How Would You Do It Differently?

A recent article, 4 Traits of Exceptional Leaders, references Gallup research showing that just 10% of people have the talent to be good leaders and 82% of the time organizations put the wrong person in a leadership job. 
Those are not good odds. If you’re working, you’re far more likely working for a bad leader than a good one.
Then there people like me who are doing our best to lead our teams day to day while our boss (or boss’s boss) happens to be on the “not so good” end of the leadership spectrum. I expect many of you have been there...
I guarantee that someday - maybe even today - a leadership “no-no” will happen which impacts you and your team. You can’t protect your team from the fall out and you shouldn’t even necessarily try.
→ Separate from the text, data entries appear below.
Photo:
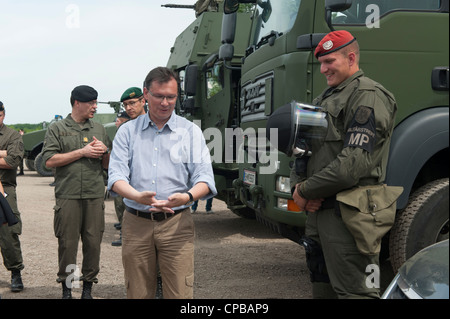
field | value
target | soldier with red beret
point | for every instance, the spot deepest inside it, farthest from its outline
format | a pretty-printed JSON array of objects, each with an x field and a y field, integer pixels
[{"x": 352, "y": 157}]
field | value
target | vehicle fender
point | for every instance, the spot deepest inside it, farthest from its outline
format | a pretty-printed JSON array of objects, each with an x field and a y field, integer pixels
[
  {"x": 414, "y": 141},
  {"x": 36, "y": 150}
]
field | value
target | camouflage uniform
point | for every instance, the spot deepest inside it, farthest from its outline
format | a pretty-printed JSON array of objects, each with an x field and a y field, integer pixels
[
  {"x": 79, "y": 193},
  {"x": 11, "y": 141},
  {"x": 345, "y": 160}
]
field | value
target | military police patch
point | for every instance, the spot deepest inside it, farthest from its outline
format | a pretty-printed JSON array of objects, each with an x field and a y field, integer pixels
[
  {"x": 362, "y": 114},
  {"x": 362, "y": 130}
]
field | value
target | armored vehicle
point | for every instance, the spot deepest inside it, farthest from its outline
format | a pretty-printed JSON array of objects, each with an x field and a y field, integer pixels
[{"x": 209, "y": 90}]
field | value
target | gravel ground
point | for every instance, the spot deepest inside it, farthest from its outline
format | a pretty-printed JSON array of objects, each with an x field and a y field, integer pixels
[{"x": 235, "y": 258}]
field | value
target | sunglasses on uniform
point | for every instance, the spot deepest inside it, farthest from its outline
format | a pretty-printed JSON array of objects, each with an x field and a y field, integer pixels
[
  {"x": 160, "y": 98},
  {"x": 131, "y": 103}
]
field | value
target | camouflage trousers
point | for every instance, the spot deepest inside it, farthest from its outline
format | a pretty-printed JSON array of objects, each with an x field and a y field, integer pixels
[
  {"x": 345, "y": 265},
  {"x": 9, "y": 236}
]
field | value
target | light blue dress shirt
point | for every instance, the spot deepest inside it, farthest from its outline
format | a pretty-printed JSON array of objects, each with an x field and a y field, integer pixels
[{"x": 166, "y": 161}]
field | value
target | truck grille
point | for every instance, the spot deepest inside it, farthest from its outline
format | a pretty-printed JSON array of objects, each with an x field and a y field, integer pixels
[{"x": 254, "y": 96}]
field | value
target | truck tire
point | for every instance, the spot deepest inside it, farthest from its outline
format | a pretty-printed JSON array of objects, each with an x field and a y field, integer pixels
[
  {"x": 29, "y": 164},
  {"x": 423, "y": 222},
  {"x": 40, "y": 166}
]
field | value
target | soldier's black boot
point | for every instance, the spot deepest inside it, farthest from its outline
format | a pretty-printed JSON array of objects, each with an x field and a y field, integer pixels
[
  {"x": 16, "y": 281},
  {"x": 67, "y": 292},
  {"x": 86, "y": 293}
]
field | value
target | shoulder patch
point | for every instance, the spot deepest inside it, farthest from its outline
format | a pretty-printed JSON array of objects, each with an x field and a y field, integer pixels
[
  {"x": 362, "y": 114},
  {"x": 362, "y": 130}
]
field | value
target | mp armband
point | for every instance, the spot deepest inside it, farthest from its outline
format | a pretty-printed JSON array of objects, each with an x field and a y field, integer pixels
[{"x": 362, "y": 130}]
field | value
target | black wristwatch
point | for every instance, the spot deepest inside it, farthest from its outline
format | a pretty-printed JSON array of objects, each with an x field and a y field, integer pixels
[{"x": 191, "y": 199}]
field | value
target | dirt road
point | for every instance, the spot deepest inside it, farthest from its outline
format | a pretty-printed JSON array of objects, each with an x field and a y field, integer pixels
[{"x": 234, "y": 257}]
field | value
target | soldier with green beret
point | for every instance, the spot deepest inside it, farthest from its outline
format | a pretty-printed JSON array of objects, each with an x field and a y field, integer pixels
[
  {"x": 348, "y": 163},
  {"x": 11, "y": 154},
  {"x": 133, "y": 102},
  {"x": 78, "y": 149}
]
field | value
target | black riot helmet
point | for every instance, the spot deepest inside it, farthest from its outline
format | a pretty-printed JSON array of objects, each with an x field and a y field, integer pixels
[{"x": 297, "y": 125}]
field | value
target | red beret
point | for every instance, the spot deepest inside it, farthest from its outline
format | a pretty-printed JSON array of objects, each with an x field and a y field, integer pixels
[{"x": 333, "y": 41}]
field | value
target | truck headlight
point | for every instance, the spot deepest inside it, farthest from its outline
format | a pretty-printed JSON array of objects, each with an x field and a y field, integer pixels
[
  {"x": 283, "y": 184},
  {"x": 282, "y": 203}
]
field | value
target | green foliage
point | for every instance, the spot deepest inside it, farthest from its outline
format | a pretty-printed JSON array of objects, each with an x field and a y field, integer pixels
[{"x": 246, "y": 7}]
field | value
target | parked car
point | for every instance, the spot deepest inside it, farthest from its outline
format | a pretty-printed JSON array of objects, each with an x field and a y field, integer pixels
[{"x": 423, "y": 276}]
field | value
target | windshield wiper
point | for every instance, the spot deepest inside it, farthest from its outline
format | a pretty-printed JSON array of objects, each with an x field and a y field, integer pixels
[{"x": 270, "y": 38}]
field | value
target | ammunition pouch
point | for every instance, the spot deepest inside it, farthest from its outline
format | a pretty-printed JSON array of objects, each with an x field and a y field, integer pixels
[
  {"x": 315, "y": 260},
  {"x": 369, "y": 213}
]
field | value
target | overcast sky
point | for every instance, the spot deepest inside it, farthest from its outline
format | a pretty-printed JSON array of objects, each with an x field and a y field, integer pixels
[{"x": 48, "y": 47}]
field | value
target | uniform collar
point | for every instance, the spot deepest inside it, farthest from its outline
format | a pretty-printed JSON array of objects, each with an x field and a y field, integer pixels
[
  {"x": 171, "y": 123},
  {"x": 71, "y": 122},
  {"x": 344, "y": 84}
]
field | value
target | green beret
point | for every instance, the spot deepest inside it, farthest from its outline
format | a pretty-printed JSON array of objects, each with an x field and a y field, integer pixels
[
  {"x": 131, "y": 93},
  {"x": 84, "y": 93}
]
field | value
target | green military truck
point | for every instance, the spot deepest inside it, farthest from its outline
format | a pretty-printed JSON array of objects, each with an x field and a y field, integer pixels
[
  {"x": 33, "y": 141},
  {"x": 209, "y": 88},
  {"x": 404, "y": 46}
]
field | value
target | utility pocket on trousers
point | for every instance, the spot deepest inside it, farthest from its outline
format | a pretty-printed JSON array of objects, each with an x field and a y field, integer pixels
[
  {"x": 189, "y": 292},
  {"x": 57, "y": 220},
  {"x": 369, "y": 213}
]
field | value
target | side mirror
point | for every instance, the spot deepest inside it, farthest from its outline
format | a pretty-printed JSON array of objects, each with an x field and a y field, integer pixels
[
  {"x": 230, "y": 6},
  {"x": 229, "y": 27},
  {"x": 335, "y": 6},
  {"x": 188, "y": 105}
]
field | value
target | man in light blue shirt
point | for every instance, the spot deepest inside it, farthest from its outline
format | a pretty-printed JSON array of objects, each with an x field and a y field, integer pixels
[{"x": 160, "y": 164}]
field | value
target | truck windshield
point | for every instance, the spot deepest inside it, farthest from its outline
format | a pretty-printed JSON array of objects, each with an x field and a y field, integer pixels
[{"x": 276, "y": 15}]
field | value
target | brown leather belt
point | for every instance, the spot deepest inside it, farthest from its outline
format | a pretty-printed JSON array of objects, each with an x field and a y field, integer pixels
[
  {"x": 329, "y": 203},
  {"x": 158, "y": 216}
]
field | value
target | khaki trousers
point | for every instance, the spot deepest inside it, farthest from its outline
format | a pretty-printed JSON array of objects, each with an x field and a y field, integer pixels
[
  {"x": 168, "y": 242},
  {"x": 75, "y": 218},
  {"x": 345, "y": 265}
]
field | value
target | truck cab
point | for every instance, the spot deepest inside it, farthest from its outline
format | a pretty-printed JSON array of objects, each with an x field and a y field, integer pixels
[{"x": 404, "y": 46}]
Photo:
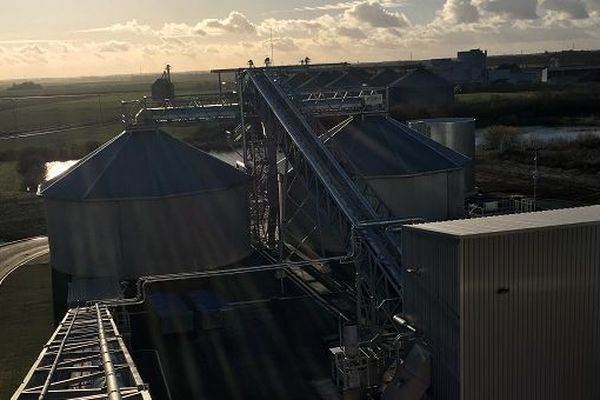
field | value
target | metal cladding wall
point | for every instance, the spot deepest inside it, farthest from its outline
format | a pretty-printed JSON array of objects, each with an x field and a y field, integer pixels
[
  {"x": 457, "y": 134},
  {"x": 511, "y": 312},
  {"x": 128, "y": 239}
]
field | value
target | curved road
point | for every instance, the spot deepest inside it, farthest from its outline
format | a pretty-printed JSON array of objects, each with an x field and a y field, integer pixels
[{"x": 15, "y": 254}]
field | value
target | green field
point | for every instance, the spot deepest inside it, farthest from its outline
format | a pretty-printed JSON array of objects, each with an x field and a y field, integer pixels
[{"x": 27, "y": 323}]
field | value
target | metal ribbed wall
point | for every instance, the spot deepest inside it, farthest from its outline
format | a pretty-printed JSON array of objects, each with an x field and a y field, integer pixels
[
  {"x": 530, "y": 315},
  {"x": 431, "y": 303},
  {"x": 528, "y": 310}
]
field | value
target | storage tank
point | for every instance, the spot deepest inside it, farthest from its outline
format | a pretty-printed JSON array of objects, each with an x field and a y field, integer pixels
[
  {"x": 411, "y": 174},
  {"x": 414, "y": 176},
  {"x": 146, "y": 203},
  {"x": 457, "y": 134}
]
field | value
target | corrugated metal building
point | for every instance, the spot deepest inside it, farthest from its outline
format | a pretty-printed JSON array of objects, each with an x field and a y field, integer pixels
[
  {"x": 146, "y": 203},
  {"x": 510, "y": 305},
  {"x": 421, "y": 87}
]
To grow and develop into leaders in their own right, your team needs to see and experience “less than good” leadership in action so they can recognize and learn from it.
Your team, like mine, will easily recognize when "not good” leadership behavior happens so it’s not likely you need to point it out. Your job, as an exceptional leader, is to help your team to constructively process their feelings about what happened, and then move forward.
It’s important to be able to quickly address a bad situation and then focus them on moving forward. HBR’s article, “You Can Deliver Bad News to Your Team Without Crushing Them” shares research showing that when people came to solutions they could implement themselves to address something negative, it increased productivity 20%.
In addition, I like to ask my team members to reflect on the situation and think of a future time, when they will be leading teams, departments, organizations or companies and ask them, “When you're leading a team someday, how would you do it differently?”
A question like this requires them to think through both the business need and the role a leader's communication plays in creating buy-in and motivating/influencing others to take a desired action. It helps them to recognize the role empathy plays in the workplace and helps them build the required awareness that (I hope) will make them exceptional leaders when that day comes.
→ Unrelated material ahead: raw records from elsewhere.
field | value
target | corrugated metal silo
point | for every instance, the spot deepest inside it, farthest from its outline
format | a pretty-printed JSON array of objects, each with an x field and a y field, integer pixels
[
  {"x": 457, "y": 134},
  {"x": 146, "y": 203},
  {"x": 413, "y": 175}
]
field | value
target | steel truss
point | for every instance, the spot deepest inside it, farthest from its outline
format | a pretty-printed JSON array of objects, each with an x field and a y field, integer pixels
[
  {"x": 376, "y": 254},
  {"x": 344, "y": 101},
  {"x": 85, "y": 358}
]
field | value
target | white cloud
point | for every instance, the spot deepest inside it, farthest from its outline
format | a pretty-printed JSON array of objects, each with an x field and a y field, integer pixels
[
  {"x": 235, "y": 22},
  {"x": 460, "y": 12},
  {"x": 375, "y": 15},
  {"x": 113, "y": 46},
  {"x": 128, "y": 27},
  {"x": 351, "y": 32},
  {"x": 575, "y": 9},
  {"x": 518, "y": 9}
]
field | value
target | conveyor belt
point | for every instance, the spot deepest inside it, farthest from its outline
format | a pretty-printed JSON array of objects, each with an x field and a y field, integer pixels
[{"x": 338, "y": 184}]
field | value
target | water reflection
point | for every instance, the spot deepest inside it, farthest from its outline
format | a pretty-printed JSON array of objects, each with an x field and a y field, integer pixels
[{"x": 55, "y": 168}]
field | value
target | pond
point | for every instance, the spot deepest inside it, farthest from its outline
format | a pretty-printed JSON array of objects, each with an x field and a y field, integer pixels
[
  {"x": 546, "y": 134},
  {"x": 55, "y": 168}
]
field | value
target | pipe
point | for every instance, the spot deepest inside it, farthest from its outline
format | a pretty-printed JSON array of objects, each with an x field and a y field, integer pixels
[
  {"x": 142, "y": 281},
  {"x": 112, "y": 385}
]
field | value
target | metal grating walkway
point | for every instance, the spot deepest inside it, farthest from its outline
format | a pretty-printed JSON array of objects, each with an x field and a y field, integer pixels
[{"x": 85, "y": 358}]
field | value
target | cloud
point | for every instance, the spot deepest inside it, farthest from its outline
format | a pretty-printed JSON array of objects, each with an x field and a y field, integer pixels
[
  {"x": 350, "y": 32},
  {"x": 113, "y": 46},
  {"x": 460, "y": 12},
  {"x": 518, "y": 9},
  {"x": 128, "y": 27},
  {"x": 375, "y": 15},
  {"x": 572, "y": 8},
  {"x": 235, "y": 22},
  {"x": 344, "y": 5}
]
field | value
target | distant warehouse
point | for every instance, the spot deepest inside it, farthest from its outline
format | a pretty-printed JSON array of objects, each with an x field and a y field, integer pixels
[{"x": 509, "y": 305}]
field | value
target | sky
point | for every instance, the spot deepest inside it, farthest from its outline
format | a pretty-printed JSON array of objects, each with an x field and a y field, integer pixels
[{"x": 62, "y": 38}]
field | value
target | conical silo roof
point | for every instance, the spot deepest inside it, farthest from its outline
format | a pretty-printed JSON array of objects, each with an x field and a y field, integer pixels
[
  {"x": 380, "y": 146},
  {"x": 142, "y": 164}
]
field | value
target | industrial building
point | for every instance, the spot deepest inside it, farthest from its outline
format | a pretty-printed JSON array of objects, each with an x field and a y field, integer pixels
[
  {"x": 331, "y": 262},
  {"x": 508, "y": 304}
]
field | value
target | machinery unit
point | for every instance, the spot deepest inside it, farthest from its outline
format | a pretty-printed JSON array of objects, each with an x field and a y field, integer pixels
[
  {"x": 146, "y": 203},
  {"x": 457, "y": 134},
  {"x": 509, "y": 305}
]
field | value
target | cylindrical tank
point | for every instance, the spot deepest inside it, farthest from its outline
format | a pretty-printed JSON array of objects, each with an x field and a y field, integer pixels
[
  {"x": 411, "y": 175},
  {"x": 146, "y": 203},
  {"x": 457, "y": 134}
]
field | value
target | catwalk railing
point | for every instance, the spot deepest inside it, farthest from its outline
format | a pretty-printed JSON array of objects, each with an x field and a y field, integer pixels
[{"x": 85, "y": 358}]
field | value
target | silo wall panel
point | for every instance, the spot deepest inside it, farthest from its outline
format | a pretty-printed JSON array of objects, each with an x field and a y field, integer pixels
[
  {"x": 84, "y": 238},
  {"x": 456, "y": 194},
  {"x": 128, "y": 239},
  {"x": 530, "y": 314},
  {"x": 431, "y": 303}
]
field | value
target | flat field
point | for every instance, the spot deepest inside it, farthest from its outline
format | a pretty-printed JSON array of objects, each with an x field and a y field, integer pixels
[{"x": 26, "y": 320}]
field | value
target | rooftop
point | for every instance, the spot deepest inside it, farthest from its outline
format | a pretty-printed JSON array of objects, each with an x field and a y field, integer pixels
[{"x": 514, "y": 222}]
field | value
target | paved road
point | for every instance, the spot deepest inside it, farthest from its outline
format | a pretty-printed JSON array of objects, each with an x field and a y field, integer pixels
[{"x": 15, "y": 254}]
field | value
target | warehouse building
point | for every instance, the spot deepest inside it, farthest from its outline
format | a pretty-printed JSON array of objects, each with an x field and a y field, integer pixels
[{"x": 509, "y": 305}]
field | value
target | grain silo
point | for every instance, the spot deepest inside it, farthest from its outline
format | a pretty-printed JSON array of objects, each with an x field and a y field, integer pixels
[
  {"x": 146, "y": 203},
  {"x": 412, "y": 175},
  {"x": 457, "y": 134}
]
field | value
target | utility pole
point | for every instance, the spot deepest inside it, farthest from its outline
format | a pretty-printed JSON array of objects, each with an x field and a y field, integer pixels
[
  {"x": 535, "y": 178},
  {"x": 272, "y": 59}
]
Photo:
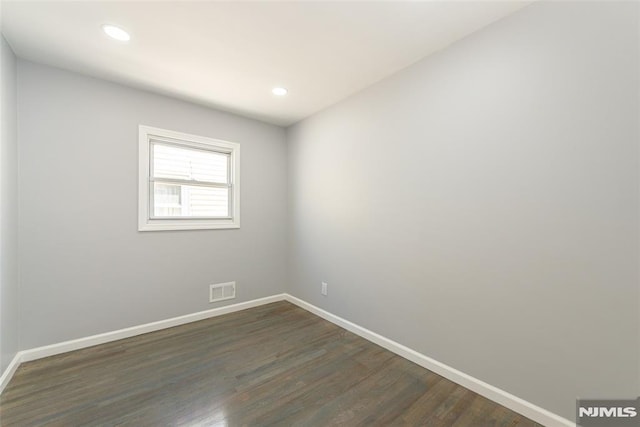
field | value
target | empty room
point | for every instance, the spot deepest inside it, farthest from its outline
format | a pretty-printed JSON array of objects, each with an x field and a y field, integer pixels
[{"x": 320, "y": 213}]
Focus on the future and ask "how would you do it differently" -- two ways to turn a bad situation into a productive, coachable moment.

March 11, 2016

3 Leadership Nuggets for Self Aware Leaders

I’ve felt inspired by some recent thought-provoking HBR blog posts on leadership. So, I thought I would quickly share a few of the “nuggets” I’ve collected as they may be interest to other self-aware leaders who are looking to continually improve.
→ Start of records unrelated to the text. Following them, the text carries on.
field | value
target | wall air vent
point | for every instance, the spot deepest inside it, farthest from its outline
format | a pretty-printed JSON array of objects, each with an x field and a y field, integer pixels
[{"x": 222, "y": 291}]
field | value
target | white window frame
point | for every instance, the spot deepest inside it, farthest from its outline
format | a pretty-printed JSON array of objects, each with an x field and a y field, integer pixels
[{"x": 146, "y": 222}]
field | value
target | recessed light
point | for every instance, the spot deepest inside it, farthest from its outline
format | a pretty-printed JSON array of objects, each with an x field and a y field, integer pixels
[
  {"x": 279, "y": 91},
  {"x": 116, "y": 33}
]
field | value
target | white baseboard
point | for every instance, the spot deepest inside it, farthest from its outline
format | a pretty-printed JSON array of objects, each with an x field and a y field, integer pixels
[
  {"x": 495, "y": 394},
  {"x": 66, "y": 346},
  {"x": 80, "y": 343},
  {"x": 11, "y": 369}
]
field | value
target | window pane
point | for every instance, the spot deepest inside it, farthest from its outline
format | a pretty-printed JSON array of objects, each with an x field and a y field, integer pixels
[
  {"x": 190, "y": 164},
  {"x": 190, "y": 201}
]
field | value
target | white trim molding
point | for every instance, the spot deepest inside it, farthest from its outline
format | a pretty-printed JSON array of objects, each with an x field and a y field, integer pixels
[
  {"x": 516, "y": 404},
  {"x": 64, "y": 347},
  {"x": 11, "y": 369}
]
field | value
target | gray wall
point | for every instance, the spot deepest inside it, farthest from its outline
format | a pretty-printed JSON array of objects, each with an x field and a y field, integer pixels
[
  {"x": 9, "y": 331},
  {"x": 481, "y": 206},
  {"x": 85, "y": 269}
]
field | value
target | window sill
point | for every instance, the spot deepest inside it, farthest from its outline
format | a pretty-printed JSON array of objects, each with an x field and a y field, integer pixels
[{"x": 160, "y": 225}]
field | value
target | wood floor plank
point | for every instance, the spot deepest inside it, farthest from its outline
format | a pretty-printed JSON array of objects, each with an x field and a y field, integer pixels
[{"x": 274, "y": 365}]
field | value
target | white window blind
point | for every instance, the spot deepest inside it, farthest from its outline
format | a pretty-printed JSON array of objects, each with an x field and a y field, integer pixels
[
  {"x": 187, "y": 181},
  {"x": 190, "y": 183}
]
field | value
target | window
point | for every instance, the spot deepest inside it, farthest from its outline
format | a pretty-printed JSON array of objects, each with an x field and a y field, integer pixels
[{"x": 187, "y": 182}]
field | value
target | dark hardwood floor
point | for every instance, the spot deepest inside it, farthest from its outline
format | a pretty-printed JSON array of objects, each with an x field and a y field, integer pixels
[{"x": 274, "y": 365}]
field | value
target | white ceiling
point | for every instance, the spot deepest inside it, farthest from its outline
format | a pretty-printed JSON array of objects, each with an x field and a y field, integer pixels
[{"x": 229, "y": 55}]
Net net - the older we get, the more confident we feel and the more open we are to self improvement. Women demonstrate this confidence gain more consistently over time - probably because we start out at a lower baseline (boo). The best leaders help their people move from a “proving” mindset (coming from a place of low confidence) to an “improving” mindset.

The good news - time, experience and increased self-awareness all factor into these beneficial changes in people’s mindsets and their resulting work accomplishments. I guess there is a benefit to getting older!

Fortunately, there are just 4 things:
  1. Great leaders understand how all parts and functions of the business work together to generate value. They actively work on cultivating the needed cross-functional working relationships to minimize fragmentation and poor coordination.
  2. Great leaders effectively balance instinct and analysis when making decisions. They are not prone to knee-jerk reactions because they trust the process and their teams.
  3. Great leaders have high contextual intelligence. They continuously solicit and integrate insights from all the sources and have a clear understanding of the value the business provides within the wider industry and trends.
  4. Great leaders authentically care about forming and maintaining real relationships with superiors, peers and their teams. They reach beyond the superficial, transactional level to form mutually beneficial relationships.
Great leaders know and do all 4 well while “good” leaders just 2 or 3. And lacking a strength in #4 is what trips up most executive careers because people can spot a phony a mile away. Be warm, be kind, be real.

While we know the saying that good employees leave bad bosses, being a good boss does not necessarily beget retention. In fact, team members with the good bosses received the coaching, development and support necessary to get them ready for greater responsibility and higher paying roles. These folks can be called “happy quitters” because their satisfaction with the organization remains high even when they leave for greener pastures. And with this happy quitters, good bosses create strong “alumni networks” that are beneficial to the firm long term.  

All of the “happy quitters” in my past are part of my forever team - you know who you all are!

Hope you found these nuggets as interesting and thought provoking as I did!